She saw the need to promote socio-economic development through finance in connection with post-conflict economies.

Along with that, she thought of how finance could be an important catalyst in developing a strong and thriving private sector which could help provide revenue for the public sector through taxes.

After she finalized her work in Kosovo, she joined the IFC as an Associate Investment Officer. It was good timing for her as it was the same time the IFC was setting up shop in Africa.

Her working station was the IFC headquarters in Washington, DC, before transferring to positions in Nigeria, Senegal, and South Africa. She joined the IFC at the time it was seeking people with diverse perspectives to increase its impact in Sub-Saharan Africa.

Her time with IFC gave her experience to understand different things and became more knowledgeable and was able to help increase investment in Africa. She believed in herself and when she felt ready, she took up a new challenge. Using the skills she gained, she then started her leadership journey at the TDB (former PTA) bank.

“Twenty years in banking and finance has taught me that access to finance is only one factor involved in business and even personal success. Leadership agility and resilience are also key. The ability to re-frame perspectives and see opportunities where others see challenges, is another crucial skill to develop,” Ms Catherine says.

She joined the management team in 2013 as a Principal Investment Officer for Strategic Business Initiatives.

It was followed up by double promotion to the Director of Project and Infrastructure Finance (PIF), as well as the Regional Director. She was covering 12 countries (the East African Community, the Horn of Africa, and North and Central Africa).

At the TDB, she was the youngest and first female executive who built a high performing, high integrity, and empowered team. In just her first year, PIF syndications grew from zero to 70 percent. She is also the first woman chair in her clan’s history.

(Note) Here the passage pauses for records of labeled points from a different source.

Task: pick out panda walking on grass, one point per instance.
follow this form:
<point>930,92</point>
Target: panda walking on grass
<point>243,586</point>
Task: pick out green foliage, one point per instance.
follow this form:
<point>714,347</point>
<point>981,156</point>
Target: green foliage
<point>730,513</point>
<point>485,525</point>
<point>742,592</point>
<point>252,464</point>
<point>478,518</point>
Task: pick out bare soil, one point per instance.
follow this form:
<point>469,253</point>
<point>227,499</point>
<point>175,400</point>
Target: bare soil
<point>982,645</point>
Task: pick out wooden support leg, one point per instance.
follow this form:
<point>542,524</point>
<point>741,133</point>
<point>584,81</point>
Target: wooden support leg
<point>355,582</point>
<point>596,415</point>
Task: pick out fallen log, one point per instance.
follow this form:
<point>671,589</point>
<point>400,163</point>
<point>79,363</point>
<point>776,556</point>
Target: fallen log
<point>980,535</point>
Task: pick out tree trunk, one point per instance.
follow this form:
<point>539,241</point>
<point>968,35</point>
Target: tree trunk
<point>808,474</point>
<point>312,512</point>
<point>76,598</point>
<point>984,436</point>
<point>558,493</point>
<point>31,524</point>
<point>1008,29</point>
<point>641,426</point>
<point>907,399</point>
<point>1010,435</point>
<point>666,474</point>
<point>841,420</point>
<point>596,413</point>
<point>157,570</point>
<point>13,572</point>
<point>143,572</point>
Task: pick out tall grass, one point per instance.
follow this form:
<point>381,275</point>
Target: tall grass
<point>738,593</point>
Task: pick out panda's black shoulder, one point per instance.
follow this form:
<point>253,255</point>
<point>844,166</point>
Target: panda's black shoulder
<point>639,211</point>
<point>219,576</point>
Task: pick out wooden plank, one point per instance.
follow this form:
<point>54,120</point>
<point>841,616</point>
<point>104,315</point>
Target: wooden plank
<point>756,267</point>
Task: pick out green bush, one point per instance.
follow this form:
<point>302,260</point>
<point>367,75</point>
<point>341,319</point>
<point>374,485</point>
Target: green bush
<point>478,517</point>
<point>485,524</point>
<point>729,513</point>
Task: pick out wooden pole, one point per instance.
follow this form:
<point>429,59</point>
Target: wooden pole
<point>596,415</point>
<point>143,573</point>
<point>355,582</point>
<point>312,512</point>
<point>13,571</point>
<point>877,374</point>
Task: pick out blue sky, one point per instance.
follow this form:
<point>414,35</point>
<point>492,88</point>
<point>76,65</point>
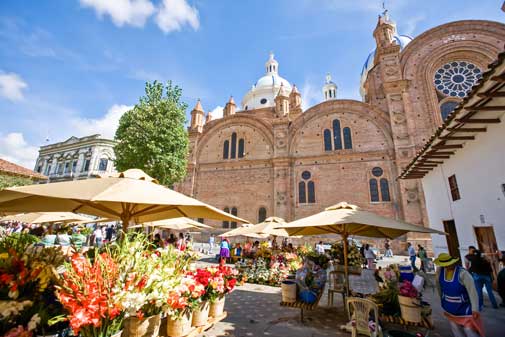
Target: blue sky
<point>72,67</point>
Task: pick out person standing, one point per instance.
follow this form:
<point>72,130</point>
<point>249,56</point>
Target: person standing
<point>501,280</point>
<point>469,256</point>
<point>97,233</point>
<point>212,240</point>
<point>458,296</point>
<point>388,252</point>
<point>412,255</point>
<point>421,253</point>
<point>482,274</point>
<point>320,248</point>
<point>224,252</point>
<point>181,243</point>
<point>370,257</point>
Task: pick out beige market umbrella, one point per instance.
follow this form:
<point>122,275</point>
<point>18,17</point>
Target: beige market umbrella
<point>266,228</point>
<point>243,231</point>
<point>181,223</point>
<point>346,219</point>
<point>130,196</point>
<point>46,217</point>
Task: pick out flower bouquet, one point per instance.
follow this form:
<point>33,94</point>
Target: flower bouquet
<point>91,292</point>
<point>27,279</point>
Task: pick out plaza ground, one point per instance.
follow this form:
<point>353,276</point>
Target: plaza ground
<point>254,310</point>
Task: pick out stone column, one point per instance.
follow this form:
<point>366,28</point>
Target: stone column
<point>281,166</point>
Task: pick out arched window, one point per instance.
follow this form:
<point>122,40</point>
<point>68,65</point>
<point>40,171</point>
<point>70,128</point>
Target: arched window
<point>302,196</point>
<point>262,214</point>
<point>385,189</point>
<point>347,138</point>
<point>336,135</point>
<point>241,148</point>
<point>374,190</point>
<point>327,140</point>
<point>234,212</point>
<point>233,149</point>
<point>226,149</point>
<point>226,224</point>
<point>312,192</point>
<point>447,107</point>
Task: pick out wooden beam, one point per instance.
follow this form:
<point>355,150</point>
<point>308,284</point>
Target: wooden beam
<point>486,108</point>
<point>479,120</point>
<point>467,129</point>
<point>492,94</point>
<point>458,138</point>
<point>499,78</point>
<point>455,146</point>
<point>437,156</point>
<point>431,162</point>
<point>440,152</point>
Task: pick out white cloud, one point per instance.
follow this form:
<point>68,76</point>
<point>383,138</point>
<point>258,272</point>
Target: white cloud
<point>14,148</point>
<point>11,86</point>
<point>129,12</point>
<point>311,95</point>
<point>106,125</point>
<point>173,14</point>
<point>217,112</point>
<point>410,25</point>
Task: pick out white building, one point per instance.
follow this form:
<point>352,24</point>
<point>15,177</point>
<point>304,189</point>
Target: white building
<point>76,158</point>
<point>462,168</point>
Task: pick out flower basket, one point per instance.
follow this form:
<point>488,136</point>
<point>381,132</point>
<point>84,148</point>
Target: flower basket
<point>410,308</point>
<point>288,291</point>
<point>180,326</point>
<point>201,314</point>
<point>147,327</point>
<point>217,307</point>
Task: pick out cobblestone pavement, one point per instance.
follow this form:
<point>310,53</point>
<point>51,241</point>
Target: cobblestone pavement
<point>254,310</point>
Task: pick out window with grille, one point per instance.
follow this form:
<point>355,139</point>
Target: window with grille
<point>453,186</point>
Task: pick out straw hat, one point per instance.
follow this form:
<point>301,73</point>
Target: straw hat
<point>444,260</point>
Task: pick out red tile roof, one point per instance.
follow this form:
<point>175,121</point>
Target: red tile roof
<point>9,168</point>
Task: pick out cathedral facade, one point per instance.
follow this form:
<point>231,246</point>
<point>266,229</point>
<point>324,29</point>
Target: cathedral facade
<point>268,157</point>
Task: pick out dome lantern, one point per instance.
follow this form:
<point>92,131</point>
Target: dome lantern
<point>263,93</point>
<point>329,89</point>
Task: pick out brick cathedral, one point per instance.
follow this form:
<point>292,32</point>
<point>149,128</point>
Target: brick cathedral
<point>268,157</point>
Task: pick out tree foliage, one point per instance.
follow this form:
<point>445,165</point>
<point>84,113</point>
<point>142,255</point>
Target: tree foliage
<point>152,136</point>
<point>13,181</point>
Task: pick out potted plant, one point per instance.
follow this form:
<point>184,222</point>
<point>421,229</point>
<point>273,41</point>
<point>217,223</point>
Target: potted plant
<point>410,303</point>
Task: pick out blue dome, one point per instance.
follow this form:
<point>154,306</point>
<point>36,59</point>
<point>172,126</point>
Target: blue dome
<point>401,40</point>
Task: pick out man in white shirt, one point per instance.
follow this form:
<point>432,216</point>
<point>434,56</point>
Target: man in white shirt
<point>98,236</point>
<point>412,255</point>
<point>320,247</point>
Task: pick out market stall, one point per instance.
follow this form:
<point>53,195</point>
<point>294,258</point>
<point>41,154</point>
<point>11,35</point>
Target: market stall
<point>346,220</point>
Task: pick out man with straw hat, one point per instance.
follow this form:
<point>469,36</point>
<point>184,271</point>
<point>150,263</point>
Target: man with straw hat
<point>459,297</point>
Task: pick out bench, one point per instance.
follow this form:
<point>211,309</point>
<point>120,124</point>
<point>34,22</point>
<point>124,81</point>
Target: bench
<point>302,305</point>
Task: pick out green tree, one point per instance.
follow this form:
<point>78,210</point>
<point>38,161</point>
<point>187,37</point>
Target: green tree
<point>152,136</point>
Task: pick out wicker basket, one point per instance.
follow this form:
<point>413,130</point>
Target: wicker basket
<point>217,307</point>
<point>201,314</point>
<point>288,291</point>
<point>147,327</point>
<point>410,308</point>
<point>180,326</point>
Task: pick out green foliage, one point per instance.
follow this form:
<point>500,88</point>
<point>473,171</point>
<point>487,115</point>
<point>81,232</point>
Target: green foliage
<point>152,135</point>
<point>13,181</point>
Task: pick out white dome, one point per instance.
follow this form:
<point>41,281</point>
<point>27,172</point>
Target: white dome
<point>272,80</point>
<point>263,93</point>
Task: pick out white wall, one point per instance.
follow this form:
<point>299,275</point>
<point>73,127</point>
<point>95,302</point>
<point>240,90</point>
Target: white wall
<point>480,172</point>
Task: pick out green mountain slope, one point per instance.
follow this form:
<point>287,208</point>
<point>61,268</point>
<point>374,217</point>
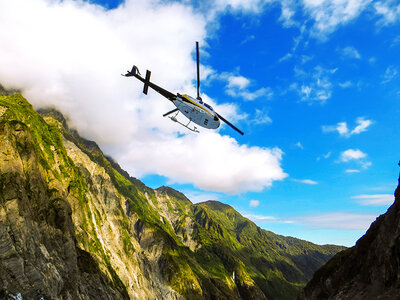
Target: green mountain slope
<point>82,228</point>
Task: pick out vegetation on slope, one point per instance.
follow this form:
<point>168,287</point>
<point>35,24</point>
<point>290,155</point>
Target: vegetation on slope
<point>206,250</point>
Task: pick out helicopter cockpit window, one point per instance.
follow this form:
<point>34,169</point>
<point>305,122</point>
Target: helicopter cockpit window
<point>208,106</point>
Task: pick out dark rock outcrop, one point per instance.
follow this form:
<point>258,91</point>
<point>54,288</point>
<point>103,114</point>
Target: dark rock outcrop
<point>75,225</point>
<point>369,270</point>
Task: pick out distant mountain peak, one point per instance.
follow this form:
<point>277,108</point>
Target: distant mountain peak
<point>370,269</point>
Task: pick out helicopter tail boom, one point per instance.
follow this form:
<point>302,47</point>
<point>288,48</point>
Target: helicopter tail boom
<point>146,82</point>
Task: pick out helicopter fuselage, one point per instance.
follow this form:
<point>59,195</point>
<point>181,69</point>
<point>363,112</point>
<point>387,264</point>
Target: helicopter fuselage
<point>197,111</point>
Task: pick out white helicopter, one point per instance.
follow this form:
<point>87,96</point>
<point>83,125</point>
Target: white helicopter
<point>195,110</point>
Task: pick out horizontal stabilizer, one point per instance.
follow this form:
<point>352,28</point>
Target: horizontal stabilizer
<point>146,82</point>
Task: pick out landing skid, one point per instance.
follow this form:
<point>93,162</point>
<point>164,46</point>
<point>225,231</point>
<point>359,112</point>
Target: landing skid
<point>173,118</point>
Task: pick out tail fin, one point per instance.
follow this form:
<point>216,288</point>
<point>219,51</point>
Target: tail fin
<point>146,82</point>
<point>132,72</point>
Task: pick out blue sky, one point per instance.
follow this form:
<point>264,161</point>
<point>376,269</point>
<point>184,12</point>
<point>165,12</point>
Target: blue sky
<point>315,86</point>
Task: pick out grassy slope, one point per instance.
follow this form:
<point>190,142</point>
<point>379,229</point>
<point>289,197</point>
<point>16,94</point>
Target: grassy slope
<point>235,257</point>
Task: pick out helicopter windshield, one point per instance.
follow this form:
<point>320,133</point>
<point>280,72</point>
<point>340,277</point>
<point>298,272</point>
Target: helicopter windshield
<point>208,106</point>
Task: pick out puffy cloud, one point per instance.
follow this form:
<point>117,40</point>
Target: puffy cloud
<point>350,52</point>
<point>238,86</point>
<point>69,54</point>
<point>299,145</point>
<point>316,85</point>
<point>356,156</point>
<point>208,160</point>
<point>343,130</point>
<point>389,11</point>
<point>375,200</point>
<point>254,203</point>
<point>261,117</point>
<point>328,15</point>
<point>352,154</point>
<point>391,72</point>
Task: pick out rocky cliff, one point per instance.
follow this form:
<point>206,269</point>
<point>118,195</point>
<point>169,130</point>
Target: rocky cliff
<point>74,225</point>
<point>369,270</point>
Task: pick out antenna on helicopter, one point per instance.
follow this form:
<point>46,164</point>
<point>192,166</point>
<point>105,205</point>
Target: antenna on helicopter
<point>198,70</point>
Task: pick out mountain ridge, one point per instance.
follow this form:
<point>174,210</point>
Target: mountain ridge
<point>370,269</point>
<point>130,240</point>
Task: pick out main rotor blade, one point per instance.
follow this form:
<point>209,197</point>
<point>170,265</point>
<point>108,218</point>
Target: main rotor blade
<point>198,70</point>
<point>229,123</point>
<point>170,112</point>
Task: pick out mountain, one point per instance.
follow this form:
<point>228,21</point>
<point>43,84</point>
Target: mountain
<point>369,270</point>
<point>75,225</point>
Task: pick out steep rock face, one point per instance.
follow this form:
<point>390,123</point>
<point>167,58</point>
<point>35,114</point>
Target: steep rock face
<point>369,270</point>
<point>74,225</point>
<point>39,256</point>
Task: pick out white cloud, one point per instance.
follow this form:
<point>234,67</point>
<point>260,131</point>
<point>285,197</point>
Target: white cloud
<point>213,162</point>
<point>345,84</point>
<point>306,181</point>
<point>316,85</point>
<point>260,219</point>
<point>389,11</point>
<point>254,203</point>
<point>375,200</point>
<point>337,220</point>
<point>197,197</point>
<point>329,15</point>
<point>69,54</point>
<point>299,145</point>
<point>330,220</point>
<point>238,86</point>
<point>356,156</point>
<point>352,154</point>
<point>343,130</point>
<point>391,72</point>
<point>350,52</point>
<point>261,117</point>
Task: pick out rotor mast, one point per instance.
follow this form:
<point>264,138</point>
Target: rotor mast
<point>198,70</point>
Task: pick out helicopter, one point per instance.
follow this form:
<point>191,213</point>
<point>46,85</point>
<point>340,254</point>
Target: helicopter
<point>195,109</point>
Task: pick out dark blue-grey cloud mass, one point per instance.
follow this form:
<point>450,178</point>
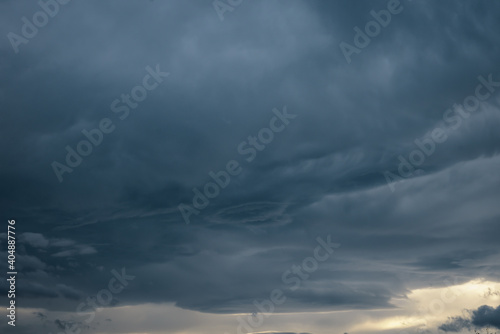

It did not end there. In her fourth year, PIF achieved 70 percent revenue growth, and 40 percent portfolio growth year on year. This success was through her ability to bring out the best in the teams she managed and her experience

As it is with other women working in a male-dominated field, it came with a lot of challenges. She also experienced gender, age, and racially based prejudice.

“In the early days, I wanted to be viewed as an investment professional instead of a young African woman, and I adopted a Western male wardrobe: dark pantsuits, starched shirts, simple pearls for jewellery, and practical shoes. I also learned how to compartmentalize my feelings, so I could focus only on the task at hand,” Ms Catherine says.

Commenting about her leadership, she says over the years, she came to realize that leadership was not only about being able to deliver, but also to inspire others in what they think and feel. In realizing this, she was able to create a more conducive working environment at all levels and it gave a sense of recognition among individuals.

Her determination has gone beyond the walls of her career and using the experience from different phases of her journey, she established NCL which is a boutique advisory firm that focuses on re-framing leadership perspectives.

She serves as a strategic advisor to leaders at the C-suite and board levels, both in the public and private sectors. She also does individual and team coaching through customized leadership solutions.

She serves as a board member of several local and regional organizations.